[PATCH 0/5] xfs: fix log cache flush regressions

Dave Chinner <david@xxxxxxxxxxxxx> · Thu, 22 Jul 2021 11:53:30 +1000

The first four patches in this series fix regressions introduced by
commit eef983ffeae7 ("xfs: journal IO cache flush reductions") and
exposed by generic/482. I have one test machine that reproduces
the failures, and in general a failure occurs 1 in every 30 test
iterations.

The first two patches are related to external logs. These were found
by code inspection while looking for the cause of the generic/482
failures.

The third patch addresses a race condition between the new
unconditional async data device cache flush run by the CIL push and
the log tail changing between that flush completing and the commit
iclog being synced. In this situation, if the commit_iclog doesn't
issue a REQ_PREFLUSH, we fail to guarantee that the metadata IO
completions that moved the log tail are on stable storage. The fix
for this issue is to sample the log tail before we issue the async
cache flush, and if the log tail has changed when we release the
commit_iclog we set the XLOG_ICL_NEED_FLUSH flag on the iclog to
guarantee a cache flush is issued before the commit record that
moves the tail of the log forward is written to the log.
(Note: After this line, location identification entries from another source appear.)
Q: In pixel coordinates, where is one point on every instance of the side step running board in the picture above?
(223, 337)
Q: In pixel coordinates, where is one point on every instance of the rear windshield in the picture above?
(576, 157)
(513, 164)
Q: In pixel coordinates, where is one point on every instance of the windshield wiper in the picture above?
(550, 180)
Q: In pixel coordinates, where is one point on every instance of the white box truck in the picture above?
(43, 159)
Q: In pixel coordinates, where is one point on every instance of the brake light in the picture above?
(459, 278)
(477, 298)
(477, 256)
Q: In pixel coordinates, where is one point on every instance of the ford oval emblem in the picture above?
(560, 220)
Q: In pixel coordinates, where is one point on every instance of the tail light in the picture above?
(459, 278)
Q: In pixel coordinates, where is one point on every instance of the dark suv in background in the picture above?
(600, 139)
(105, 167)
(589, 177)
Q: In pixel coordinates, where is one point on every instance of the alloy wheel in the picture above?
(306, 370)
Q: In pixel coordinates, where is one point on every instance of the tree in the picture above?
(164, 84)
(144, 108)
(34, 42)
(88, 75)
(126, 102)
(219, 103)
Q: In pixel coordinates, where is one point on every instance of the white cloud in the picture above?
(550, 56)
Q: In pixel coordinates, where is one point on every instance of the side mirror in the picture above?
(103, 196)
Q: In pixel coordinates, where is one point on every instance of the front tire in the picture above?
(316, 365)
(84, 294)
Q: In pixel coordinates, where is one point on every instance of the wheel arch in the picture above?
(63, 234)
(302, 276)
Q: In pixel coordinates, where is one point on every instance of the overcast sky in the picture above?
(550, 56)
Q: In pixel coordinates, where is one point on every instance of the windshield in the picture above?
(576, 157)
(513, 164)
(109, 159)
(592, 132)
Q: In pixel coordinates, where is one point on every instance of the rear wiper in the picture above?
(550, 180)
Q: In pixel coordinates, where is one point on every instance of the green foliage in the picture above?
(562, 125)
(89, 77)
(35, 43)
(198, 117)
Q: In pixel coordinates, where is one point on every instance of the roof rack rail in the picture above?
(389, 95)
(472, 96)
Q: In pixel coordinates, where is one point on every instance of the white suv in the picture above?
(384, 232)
The fourth patch addresses an oversight about log forces. Log forces
imply a cache flush if they result in iclog IO being issued,
allowing the caller to elide cache flushes that they might require
for data integrity. The change to requiring the iclog owner to
signal that a cache flush is required completely missed the log
force code. This patch ensures that all ACTIVE and WANT_SYNC iclogs
that we either flush or wait on issue cache flushes and so guarantee
that they are on stable storage at IO completion before they signal
completion to log force waiters.

The last patch is not a regression, but a fix for another log force
iclog related flush problem I noticed and found while triaging the
above problems. Occasionally the tests would sit idle doing nothing
for up to 30s waiting on a xfs_log_force_seq() call to complete. The
trigger for them to wake up was the background log worker issuing a
new log force. This appears to be another "incorrectly wait on
future iclog state changes" situation, and it's notable that
xfs_log_force() specifically handles this situation while
xfs_log_force_seq() does not. Changing xfs_log_force_seq() to use
the same "iclog IO already completed" detection as xfs_log_force()
made those random delays go away.

I'm still not sure that I've caught all the cases where we don't
issue cache flushes correctly - debugging this has been a slow
process of whack-a-mole, and there are still questionable failures
occurring where an fsync is not appearing to issue an iclog with a
cache flush correctly after hundreds of test cycles. Capturing a
failure with enough debug information for it to be meaningful is a
slow, time-consuming process...

However, this patchset as it stands makes things a lot better, so I
figure it's better to get this out there now and get more eyes on it
sooner rather than later...

Version 1:
- based on 5.14-rc1